Yes; Ghana is still benefiting from HIPC - Fifi Kwetey

By myjoyonline
Deputy Finance Minister, Fifi KweteyDeputy Finance Minister, Fifi Kwetey
04.07.2011 LISTEN

A deputy Finance Minister, Mr Fifi Kwetey has confirmed the government and people of Ghana are still reaping benefits from acceding to the Highly Indebted Poor Countries (HIPC) initiative.

He said the nation will continue to enjoy the benefits of HIPC for some time to come.

The New Patriotic Party (NPP) on Minority Caucus on MultiTV last week accused the government of changing the name of the HIPC programme through which the government is still raking in hundreds of millions of dollars to Social Intervention Programmes (SIP).

A former Deputy Fiance Minister under the Kufuor government, Mr Kwaku Agyeman-Manu said the government did not want to give the NPP credit and accept that the NDC's strident opposition to Ghana going HIPC was ill-advised.

The NDC government, according to the NPP, last year received GH¢298 million and has so far this year received GH¢313 million as HIPC benefits.

While not confirming the figures, Fifi Kwetey admitted that the government was making some money from the HIPC initiative.

“As part of the HIPC initiative, the nation benefited from what you call a debt relief which in total was about $4 billion. Before the HIPC programme, the debt was at about $6 billion and as a result of the HIPC, about $4 billion was removed. Now that amount of money which was removed was not literally dropped into our coffers in total. The agreement was that it will be dropped into the national budget on a yearly basis and it will go into social alleviation effort,” he told Nii Akrofi Smart Abbey, host of Friday's Joint Caucus.

“It is a fact,” he maintained, that “that debt relief will continue affecting the nation's budget on a yearly basis.”

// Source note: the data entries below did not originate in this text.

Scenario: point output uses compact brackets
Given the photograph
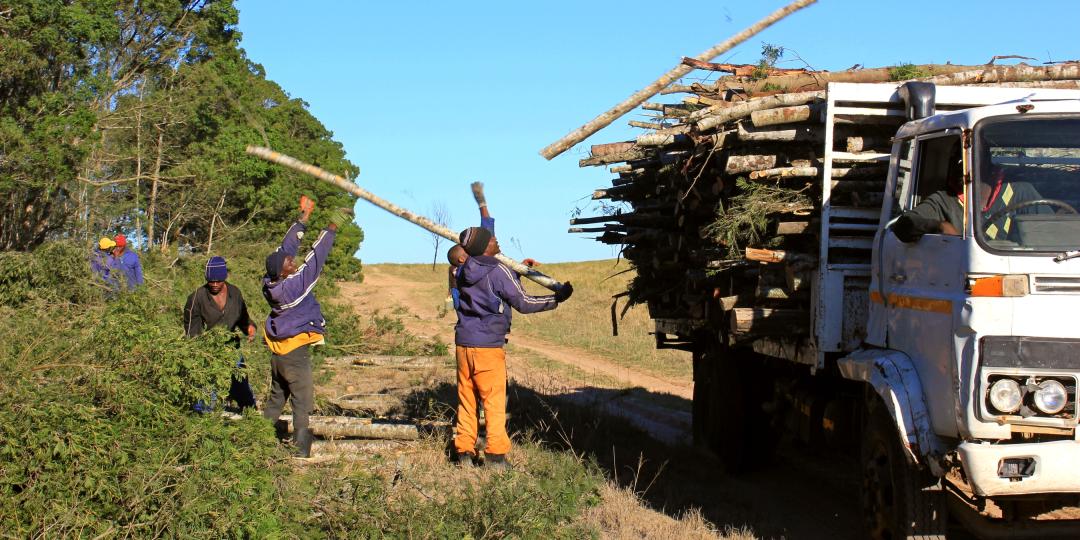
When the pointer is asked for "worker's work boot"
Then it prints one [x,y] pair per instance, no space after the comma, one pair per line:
[462,459]
[302,444]
[281,430]
[497,461]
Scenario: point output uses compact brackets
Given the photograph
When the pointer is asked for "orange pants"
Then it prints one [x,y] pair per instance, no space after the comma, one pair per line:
[482,370]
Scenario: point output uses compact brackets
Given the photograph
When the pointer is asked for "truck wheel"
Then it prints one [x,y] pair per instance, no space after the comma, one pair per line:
[740,430]
[899,500]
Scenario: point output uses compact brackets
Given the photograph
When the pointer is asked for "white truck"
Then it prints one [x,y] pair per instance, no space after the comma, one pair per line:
[952,362]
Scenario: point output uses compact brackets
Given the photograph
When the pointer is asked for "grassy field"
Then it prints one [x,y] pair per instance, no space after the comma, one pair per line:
[584,321]
[102,441]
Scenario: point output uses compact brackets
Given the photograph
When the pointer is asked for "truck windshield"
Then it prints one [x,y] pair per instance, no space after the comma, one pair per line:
[1028,188]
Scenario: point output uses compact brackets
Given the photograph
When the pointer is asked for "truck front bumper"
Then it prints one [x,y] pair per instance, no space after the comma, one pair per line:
[1055,469]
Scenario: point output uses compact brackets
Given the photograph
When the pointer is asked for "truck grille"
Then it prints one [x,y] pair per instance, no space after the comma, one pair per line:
[1061,285]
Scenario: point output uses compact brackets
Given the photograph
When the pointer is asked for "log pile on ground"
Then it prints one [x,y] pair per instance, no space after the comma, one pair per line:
[725,188]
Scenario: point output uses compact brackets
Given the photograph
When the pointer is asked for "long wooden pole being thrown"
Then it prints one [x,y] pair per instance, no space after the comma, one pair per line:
[639,96]
[296,164]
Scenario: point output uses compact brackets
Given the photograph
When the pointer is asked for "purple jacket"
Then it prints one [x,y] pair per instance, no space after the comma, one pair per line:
[488,289]
[293,306]
[126,268]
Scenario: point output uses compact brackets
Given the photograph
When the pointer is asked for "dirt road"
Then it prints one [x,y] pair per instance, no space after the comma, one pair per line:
[799,497]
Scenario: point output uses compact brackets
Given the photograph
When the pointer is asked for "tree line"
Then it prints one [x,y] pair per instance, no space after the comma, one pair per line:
[132,117]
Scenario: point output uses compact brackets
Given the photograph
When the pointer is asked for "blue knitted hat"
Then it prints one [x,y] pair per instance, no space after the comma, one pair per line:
[216,269]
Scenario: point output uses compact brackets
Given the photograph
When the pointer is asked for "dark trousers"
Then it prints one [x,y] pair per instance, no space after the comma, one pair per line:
[291,377]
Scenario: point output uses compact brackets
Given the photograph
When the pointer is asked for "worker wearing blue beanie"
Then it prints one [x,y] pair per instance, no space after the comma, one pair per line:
[220,304]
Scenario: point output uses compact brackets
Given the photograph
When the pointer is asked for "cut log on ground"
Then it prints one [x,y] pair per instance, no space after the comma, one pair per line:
[389,361]
[376,403]
[343,427]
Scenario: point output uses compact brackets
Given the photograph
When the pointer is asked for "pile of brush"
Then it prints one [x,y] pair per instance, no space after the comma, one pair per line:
[730,178]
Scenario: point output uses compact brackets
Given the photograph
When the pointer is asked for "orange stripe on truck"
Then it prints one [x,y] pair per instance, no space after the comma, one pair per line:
[915,302]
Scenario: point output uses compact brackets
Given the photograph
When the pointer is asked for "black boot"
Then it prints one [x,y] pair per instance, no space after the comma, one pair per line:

A youth activist of the People's National Convention (PNC), Mr Abu Ramadan, who was guest on the show accused the Deputy Finance Minister of avoiding answering the question as to whether government was benefiting from HIPC directly.

That he said was because Mr Kwetey didn't want “to concede that the HIPC programme was and has been beneficial to the people of this country considering the posture they (NDC) took when Kufuor decided to go HIPC.”

He said it was ironic that the NDC which created the conditions necessitating Ghana acceding to HIPC tended to oppose the then government's moves to get the country out of its woes.

But Mr Fifi Kwetey insisted the HIPC benefits “is the nation's money. I mean. Don't forget it's the nation's money; it's not money that belongs to any particular group or government. So as long as it is the nation's money that was written off, the nation will continue to access it.”

Mr. Ramadan however remained unimpressed and accused the governing NDC of continuing in their propaganda which he said brought the party to power. “The NDC doesn't seem to realize that they have moved out of opposition and they are in government because consistently they keep repeating the propaganda they were embarking on when they were in opposition.”

In his view the government and the NDC were using the platform – Majority Caucus - offered them graciously by MultiTV to do propaganda which for him doesn't help the political discourse. He wished the PNC had a similar opportunity, saying the party would use the platform to discuss programmes and useful ideas.

The PNC youth activist, who is also a leading member of the pro opposition pressure group Alliance for Accountable Governance (AFAG), maintained that the governing NDC must mend its ways and desist from the propaganda that it is known for.